ESP-Muxer Component
Note
This document is automatically translated using AI. Please excuse any detailed errors. The official English version is still in progress.
Overview
ESP-Muxer is an embedded audio and video multiplexing component launched by Espressif, used to multiplex (mux, multiplex) encoded audio and video frames (such as AAC, MP3, H.264, MJPEG) into a standard media container format data stream or file. It is not responsible for the encoding or decoding of audio and video, but only for the temporal organization and encapsulation of the input encoded frames.
In design, ESP-Muxer supports two types of output modes: it can be used for local file recording with optional slicing and naming rules, and it can also perform streaming output through a callback mechanism, making the same set of multiplexing logic meet local storage needs and flexibly apply to network transmission scenarios.
In the media processing pipeline, ESP-Muxer is located after the encoder and before storage or network transmission, used to convert the encoded stream into a playable file or streamable data format.
Main Features and Capabilities
Core Features
Audio and Video Multiplexing: Merge one or more audio and video tracks (provided the container format supports it) into a single output.
Multiple Container Formats: Supports container formats such as MP4, TS, FLV, WAV, CAF, and OGG, which can be selected according to recording, streaming, or compatibility requirements.
Direct File Writing: The multiplexed data can be directly written to the file system (such as an SD card), supporting optional file slicing (for example, slicing by duration) and custom file naming (for example, naming by slice number or time).
Streaming Callback Output: The output data can be sent to a data callback function instead of (or not just) writing to a file. This method is suitable for real-time streaming media scenarios: the multiplexer generates container data, and the user code pushes it to the network or other receivers.
Custom Write Path: Supports access to custom file writers (open / write / seek / close). This allows data to be written to non-standard storage media (such as custom Flash partitions, RAM buffers, or different file systems), while still using the same multiplexing logic.
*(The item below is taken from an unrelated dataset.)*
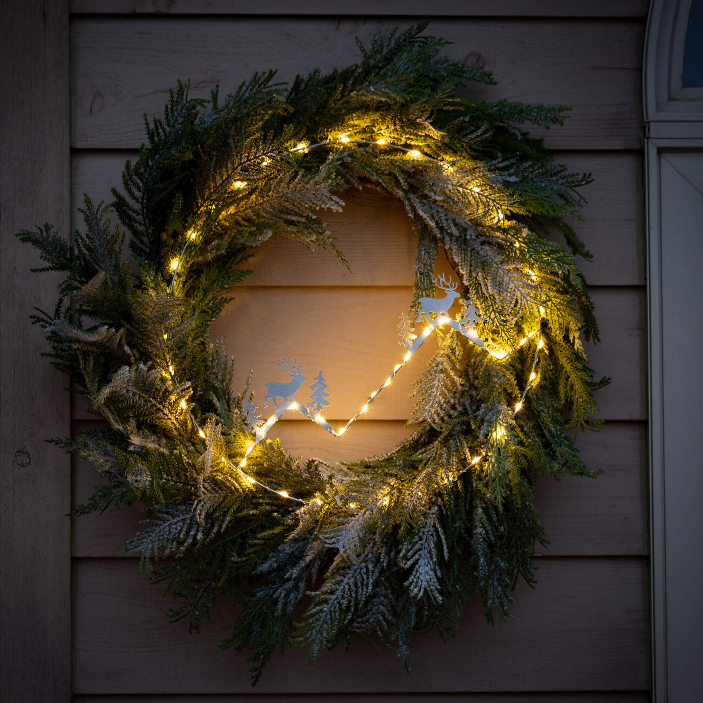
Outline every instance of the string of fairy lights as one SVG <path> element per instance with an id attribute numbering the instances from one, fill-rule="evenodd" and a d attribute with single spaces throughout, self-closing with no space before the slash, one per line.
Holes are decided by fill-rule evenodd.
<path id="1" fill-rule="evenodd" d="M 360 139 L 351 139 L 349 137 L 346 136 L 345 135 L 342 135 L 339 138 L 339 139 L 325 140 L 321 142 L 318 142 L 317 143 L 315 144 L 306 144 L 306 143 L 299 144 L 297 147 L 295 147 L 293 149 L 290 149 L 288 151 L 283 152 L 278 155 L 271 155 L 270 157 L 264 158 L 262 161 L 261 165 L 263 167 L 267 166 L 271 162 L 270 159 L 278 159 L 284 156 L 286 156 L 289 154 L 293 154 L 301 151 L 307 152 L 310 149 L 314 149 L 318 147 L 330 146 L 335 145 L 342 145 L 342 146 L 359 145 L 365 146 L 375 146 L 379 147 L 385 147 L 386 148 L 394 149 L 397 151 L 404 152 L 413 158 L 423 158 L 429 161 L 433 161 L 436 163 L 443 163 L 439 159 L 435 159 L 433 157 L 427 156 L 425 154 L 423 154 L 417 149 L 408 148 L 407 147 L 401 146 L 399 144 L 388 143 L 383 138 L 377 139 L 375 141 L 368 141 Z M 445 167 L 451 167 L 449 166 L 449 165 L 446 165 Z M 233 187 L 236 188 L 243 188 L 247 186 L 247 183 L 241 181 L 236 181 L 232 185 Z M 480 192 L 480 189 L 477 187 L 474 187 L 472 188 L 472 190 L 476 192 Z M 501 212 L 501 210 L 497 207 L 496 209 L 498 212 L 498 219 L 502 219 L 503 217 L 502 212 Z M 172 261 L 171 262 L 171 268 L 173 270 L 173 276 L 172 277 L 171 283 L 168 289 L 168 292 L 169 294 L 172 294 L 174 292 L 174 287 L 176 283 L 176 278 L 178 276 L 179 269 L 181 266 L 181 262 L 183 260 L 183 257 L 186 254 L 188 247 L 195 241 L 197 236 L 198 236 L 198 233 L 195 230 L 195 228 L 189 230 L 186 233 L 186 243 L 183 245 L 183 247 L 181 250 L 180 254 L 177 258 L 174 258 L 173 261 Z M 516 247 L 519 246 L 517 242 L 515 242 L 515 244 Z M 534 279 L 536 278 L 534 276 L 534 274 L 532 273 L 531 271 L 530 271 L 530 273 L 531 274 L 533 279 Z M 540 308 L 540 312 L 543 314 L 544 310 L 543 308 Z M 361 408 L 356 413 L 356 414 L 354 415 L 352 418 L 351 418 L 347 423 L 347 424 L 344 425 L 341 428 L 340 428 L 340 430 L 335 430 L 333 427 L 333 426 L 326 420 L 325 420 L 325 418 L 322 416 L 321 413 L 314 413 L 309 408 L 307 408 L 304 406 L 301 405 L 300 404 L 296 402 L 295 401 L 292 401 L 288 404 L 285 403 L 282 404 L 281 406 L 278 407 L 276 409 L 276 411 L 271 414 L 271 417 L 269 418 L 267 420 L 266 420 L 264 425 L 262 425 L 260 427 L 257 427 L 255 429 L 256 439 L 253 443 L 250 444 L 250 446 L 247 449 L 246 453 L 245 453 L 244 458 L 241 460 L 241 461 L 238 464 L 233 463 L 226 456 L 221 457 L 221 460 L 224 463 L 226 464 L 228 466 L 231 467 L 232 469 L 238 471 L 241 474 L 244 479 L 247 483 L 250 484 L 252 486 L 257 486 L 259 488 L 270 491 L 271 493 L 274 493 L 283 498 L 285 498 L 288 501 L 293 501 L 296 503 L 299 503 L 303 505 L 309 505 L 311 502 L 319 503 L 319 501 L 318 499 L 314 499 L 314 501 L 304 501 L 302 498 L 296 498 L 294 496 L 290 496 L 288 494 L 288 492 L 285 490 L 278 490 L 277 489 L 271 488 L 270 486 L 267 486 L 266 484 L 262 483 L 261 481 L 259 481 L 258 479 L 254 478 L 254 477 L 250 475 L 244 470 L 245 467 L 246 467 L 247 465 L 247 459 L 249 458 L 252 452 L 254 451 L 254 450 L 257 448 L 257 446 L 258 446 L 264 440 L 269 432 L 271 430 L 271 427 L 276 424 L 276 423 L 278 422 L 278 420 L 285 413 L 291 411 L 299 413 L 300 414 L 309 418 L 311 420 L 314 422 L 319 427 L 322 427 L 323 430 L 325 430 L 328 432 L 332 434 L 333 437 L 342 437 L 342 435 L 344 434 L 344 432 L 347 432 L 347 430 L 349 430 L 349 428 L 362 415 L 363 415 L 365 413 L 368 411 L 369 405 L 370 405 L 370 404 L 373 402 L 373 401 L 378 396 L 379 394 L 380 394 L 380 392 L 385 388 L 387 388 L 388 386 L 390 385 L 391 382 L 393 380 L 393 378 L 412 359 L 415 353 L 422 346 L 422 344 L 425 342 L 425 340 L 427 340 L 430 337 L 432 332 L 434 332 L 438 328 L 441 327 L 442 325 L 449 325 L 451 327 L 452 327 L 455 330 L 457 330 L 457 331 L 458 331 L 460 333 L 461 333 L 467 339 L 469 339 L 470 341 L 472 342 L 474 344 L 476 344 L 478 346 L 485 349 L 485 346 L 478 338 L 478 335 L 476 333 L 476 331 L 473 326 L 472 326 L 469 329 L 466 329 L 463 325 L 460 325 L 458 322 L 456 322 L 456 321 L 449 318 L 447 315 L 444 314 L 444 313 L 437 314 L 437 317 L 435 317 L 433 319 L 430 319 L 429 316 L 425 316 L 425 317 L 427 322 L 427 326 L 425 328 L 423 332 L 419 335 L 418 335 L 417 338 L 414 340 L 414 342 L 408 344 L 408 351 L 406 353 L 405 356 L 404 356 L 402 361 L 399 363 L 396 363 L 395 365 L 395 366 L 393 368 L 393 370 L 389 375 L 388 378 L 385 380 L 385 381 L 380 386 L 379 386 L 378 388 L 377 388 L 375 391 L 373 391 L 370 393 L 368 398 L 366 399 L 366 401 L 361 407 Z M 525 398 L 527 396 L 527 392 L 529 390 L 531 386 L 532 385 L 533 382 L 536 378 L 536 370 L 537 367 L 537 362 L 539 359 L 539 352 L 544 345 L 544 342 L 542 340 L 541 329 L 534 332 L 529 333 L 529 334 L 527 337 L 520 340 L 519 343 L 519 346 L 522 347 L 523 344 L 527 344 L 529 340 L 533 337 L 535 335 L 538 335 L 538 338 L 537 338 L 537 344 L 535 347 L 534 358 L 532 361 L 532 366 L 530 371 L 530 375 L 529 378 L 528 378 L 527 382 L 525 385 L 525 388 L 524 390 L 522 392 L 522 394 L 520 396 L 520 399 L 515 404 L 515 410 L 512 413 L 513 417 L 515 417 L 517 414 L 520 408 L 522 407 L 522 405 L 524 403 Z M 164 339 L 167 340 L 168 339 L 167 334 L 164 335 Z M 489 352 L 488 350 L 486 350 L 486 353 L 491 354 L 491 356 L 495 356 L 496 359 L 504 359 L 508 354 L 508 352 Z M 192 410 L 188 407 L 188 404 L 186 402 L 186 400 L 183 395 L 181 384 L 179 383 L 176 376 L 175 370 L 173 366 L 171 364 L 169 364 L 168 367 L 168 375 L 172 380 L 172 382 L 174 384 L 176 390 L 177 391 L 179 395 L 181 397 L 181 401 L 180 401 L 181 407 L 183 408 L 184 410 L 188 411 L 188 414 L 191 418 L 191 421 L 193 423 L 193 427 L 198 431 L 198 434 L 202 439 L 207 440 L 207 435 L 205 434 L 205 431 L 203 430 L 202 427 L 200 427 L 195 415 L 193 414 Z M 494 433 L 496 434 L 497 437 L 500 437 L 505 434 L 504 430 L 502 433 L 498 432 L 498 430 L 500 430 L 500 427 L 497 428 L 496 432 Z M 464 470 L 465 471 L 468 470 L 470 466 L 475 465 L 476 464 L 477 464 L 479 461 L 481 461 L 482 459 L 484 458 L 484 456 L 485 456 L 484 454 L 479 454 L 475 456 L 473 458 L 471 458 L 466 468 Z"/>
Containers Suitable for Streaming: Some containers (such as TS, FLV) structurally support incremental output, making them more suitable for streaming. MP4 and WAV rely on headers and metadata related to total length, usually not recommended for streaming output, but very suitable for file recording scenarios.
Supported Containers and Encoding Formats
See ESP-Muxer README for details on container and encoding format support.
Typical Application Scenarios
Personal / Embedded Video Recorders (PVR): Camera + Microphone → Encoding → Multiplexing → Output as MP4/TS file to SD card, support for slicing by time or size.
HLS Segment Generation: Generate TS (or other format) segments for HLS servers or pipelines for live or on-demand broadcasting.
HTTP FLV and other Real-time Stream Sources: Multiplex into FLV (or TS) and push to HTTP FLV service or other real-time stream access endpoints.
Voice/Audio Recording: Multiplex encoded audio (AAC, MP3, etc.) into WAV, CAF, or OGG files for easy playback and portability.
Custom Storage or Hybrid Architecture: Use a custom file writer to write multiplexed data to non-standard media while maintaining a unified multiplexing processing logic.
Boosting storage write speed
When writing multiplexed data to storage media (especially SD cards), the write speed often limits the supported bit rate or the number of streams that can be recorded simultaneously. ESP-Muxer provides optimization methods in the following aspects:
RAM cache for aligned writing: Many file systems and storage drivers perform better when performing aligned and large block writing, while the encoded audio and video data are often small and unaligned packets. ESP-Muxer can use an internal RAM cache to aggregate data first, and then write in larger and aligned blocks. The cache size is configurable (0–64 KB). A larger cache usually means higher throughput, but it will occupy more RAM.
File slicing: Splitting files by duration (or size) can prevent individual files from becoming too large, reduce the impact of continuous writing for a long time, and help with retrieval and management (such as rotating to delete old slices).
Custom writer: If the storage medium has special requirements (such as wear leveling, custom block size, or additional buffering mechanism), a custom file writer (open / write / seek / close) can be provided. The container data generated by the multiplexer remains unchanged, only the underlying writing method is different. This mechanism does not replace the RAM cache, but replaces the default file I/O; you can still enable RAM cache before the custom writer to improve throughput performance.